I reached out through the normal channels a few weeks before the premiere. Focus Features and Monkeypaw Prods. were polite, but their tickets were exhausted. And unlike most festivals, at Cannes no one can buy a ticket: They are distributed solely on the basis of influence and access. (Just let that sink in for a minute.) This would take ingenuity.
– Jacqueline Coley
Before the new Spike Lee film BlacKkKlansman had its world premiere at the Cannes Film Festival, I wondered which black American film critics would be writing on it. The answer, it turns out, was just me (and one other woman, Jacqueline Coley, who wrote more about her experience getting a ticket to the premiere than on the film itself). I felt that pressure and resented it.
– Miriam Bale
Representation of women, and especially women of color, in all forms and levels of media and entertainment – from who gets to make movies to who gets to write about them – is at the forefront of how information is disseminated. At Cannes 2018, a Women’s March took place organized by a French movement called 5050×2020, which called for 50/50 gender equality in the French film industry by the year 2020. Among the crowd were representatives from feminist and industry pro-equality movements; actresses; filmmakers like Wonder Woman director Patty Jenkins; and last year’s female jury members Kristen Stewart, Marion Cotillard, Ava DuVernay, Léa Seydoux, and Khadja Nin with jury president Cate Blanchett.

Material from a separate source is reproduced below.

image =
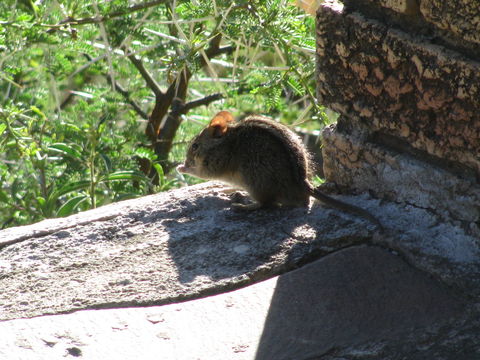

This year, it is my great honor to be able to provide accreditation to writer Valerie Complex to attend her first Cannes Film Festival and to hopefully deliver more cracks to the very white ceiling of the world’s most prestigious cinema soirée. Valerie is a queer woman of color whose voice needs to be raised. She has written for The Playlist, Black Girl Nerds, Harper’s Bazaar and more and is a Rotten Tomatoes-approved critic.
But accreditation was only the first step. For many of those that freelance, getting to a festival across the ocean takes a village of support. Without a cushy outlet that provides those important and costly travel needs like airfare and lodging (if I could, I would fund her myself), Valerie will need assistance to attend. Her participation at this festival is crucial and just a small part of exposing the need for a much more diverse lineup of journalists that get to cover festivals like this.
Please consider helping me get Valerie to Cannes by donating to her GoFundMe page. Representation matters. Diverse voices matter. The festival is right around the corner, May 14 – 25, and any assistance would be enormously appreciated.
UPDATE: She reached her goal! In just 19 hours!! Thank you all, from the bottom of my heart and on Valerie’s behalf.